Loss of vision often brings the loss of ability to do many everyday activities required for independent living and employment. As a result, the Carroll Center programs go beyond braille, white canes, and computer skills by providing classes and experiences that build self-confidence, emotional adjustment, and readiness for employment.

Richard L.

“The Carroll Center emboldened me to get out, to use public transportation, to move about with the white cane, and to find my way using all of my senses.”

Our Independent Living and Vocational Transition Programs provide crucial blindness skills and promote adjustment to vision loss through classes in safe travel (orientation and mobility), technology, adaptive home management and self-care, health and information management, counseling, fencing, woodworking and employment seminars. All clients will begin with a two-week evaluation to assess their current skills in these activities.

Independent living program

This 12-week program will assist students in achieving or maintaining personal independence and employment skills through a variety of classes in a campus environment.


  • Orientation and mobility skills to travel indoors and outdoors, including street crossing, public transportation, and shopping.
  • Communications skills using digital recorders, braille, handwriting, computer accessible, smartphones and tablets, low vision devices, and record keeping systems to manage personal, school, and work information.
  • Individual and group counseling for adjustment to vision loss.
  • Manual arts in a woodshop setting to develop organization skills and a systematic approach to manual tasks.
  • Daily living skills, including grooming, cooking, housekeeping, money management, and time management skills.
  • Health care needs, including diabetes management, medication labeling methods, effective communication with healthcare providers and administration of medicine.
  • Low vision skills (if applicable) to maximize the use of remaining vision using lighting, magnifiers, telescopes and other devices.

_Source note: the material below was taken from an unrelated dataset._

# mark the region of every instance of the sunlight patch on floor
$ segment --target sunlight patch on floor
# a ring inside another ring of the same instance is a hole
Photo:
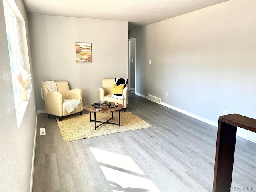
[[[130,157],[90,148],[113,192],[160,191]]]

Vocational & College Transition Program

A 20-week program that combines work experience with independent living skill development for young adults transitioning to work and higher education.


During the initial phase of the program, students will sharpen and reinforce their adaptive daily living, technology, Braille, smart devices, paper and electronic record keeping, and mobility skills.  For students who are college-bound, the program also includes introduction/refinement of skills needed for college success including visits to college campus/disability services.  In addition, students participate in vocational readiness classes on resumes, interviewing, self-advocacy, and social media networking. When they have reached a level of independence, students will engage in a part-time job in the community and manage their own transportation. GED preparation can be included during the 20 week program.

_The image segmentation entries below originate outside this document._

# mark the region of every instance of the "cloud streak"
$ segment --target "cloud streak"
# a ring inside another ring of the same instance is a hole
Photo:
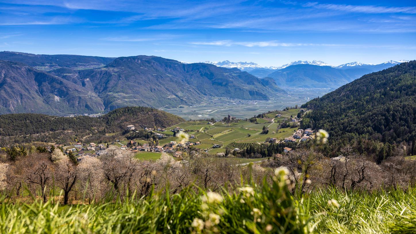
[[[248,47],[267,46],[353,46],[354,45],[342,44],[320,44],[313,43],[293,43],[279,42],[277,41],[235,41],[231,40],[223,40],[213,41],[196,41],[190,42],[193,45],[220,46],[242,46]]]
[[[319,4],[318,2],[308,2],[302,5],[305,7],[312,7],[319,9],[326,9],[367,14],[398,13],[416,14],[416,7],[381,7],[372,5],[326,4]]]

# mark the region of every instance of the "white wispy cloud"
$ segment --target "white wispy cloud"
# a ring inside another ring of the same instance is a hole
[[[128,36],[121,36],[104,37],[102,38],[101,39],[104,41],[127,41],[134,42],[169,40],[174,38],[178,38],[184,36],[186,36],[186,35],[164,34],[150,35],[149,37],[134,37]]]
[[[7,38],[10,38],[10,37],[17,37],[21,35],[22,35],[21,34],[12,34],[2,35],[0,34],[0,39],[7,39]]]
[[[214,41],[194,41],[190,42],[193,45],[223,46],[242,46],[248,47],[266,46],[351,46],[354,45],[347,45],[342,44],[317,44],[313,43],[294,43],[279,42],[277,41],[235,41],[231,40],[223,40]]]
[[[129,38],[128,37],[105,37],[102,38],[102,40],[104,41],[154,41],[156,39],[155,38]]]
[[[351,12],[369,14],[397,13],[416,14],[416,7],[383,7],[373,5],[320,4],[318,2],[308,2],[302,5],[305,7],[313,7],[320,9],[339,10]]]

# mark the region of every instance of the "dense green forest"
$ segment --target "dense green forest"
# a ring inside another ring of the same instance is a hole
[[[166,127],[184,121],[173,115],[150,107],[128,107],[98,117],[58,117],[39,114],[0,115],[0,145],[33,141],[65,143],[86,136],[102,136],[136,128]]]
[[[325,129],[333,143],[360,137],[411,143],[416,138],[416,61],[364,76],[302,107],[313,111],[301,127]]]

Prior to enrollment, students must participate in a two-week vocational assessment of current functional independent skills, interests and vocational potential.

Other activities...


Diabetic Self-Management is provided in our rehabilitation program for diabetics with vision loss who struggle to manage their diabetes independently and provides individualized instruction in independent diabetes management.


Fencing? For individuals who are blind? …YES!

It’s one of many unique features of the rehabilitation program at the Carroll Center for the Blind. See how students learn to navigate the physical world more effectively by honing skills and sharpening senses in fencing classes at our center. Click here to learn more.

Living on Campus

The Carroll Center for the Blind is located in a suburban area just outside of Boston. A residential campus with dormitory living on-site provides a unique experience for every client and the opportunity to meet and live with other visually-impaired people. This allows them to share their stories and techniques learned and make new friends who share similar experiences as a result of vision loss.

Clients transitioning out of the family home into work and/or college settings benefit from establishing a network of peers on similar paths. Dining services provides meals, allowing clients to concentrate on training and their adjustment to blindness. Given the exceptional location of our campus, there is easy access to public transportation. Nearby retail businesses, restaurants, universities, and medical facilities also give clients easy access to cultural, recreational, and business opportunities—enabling them to apply travel skills through a variety of public transportation options.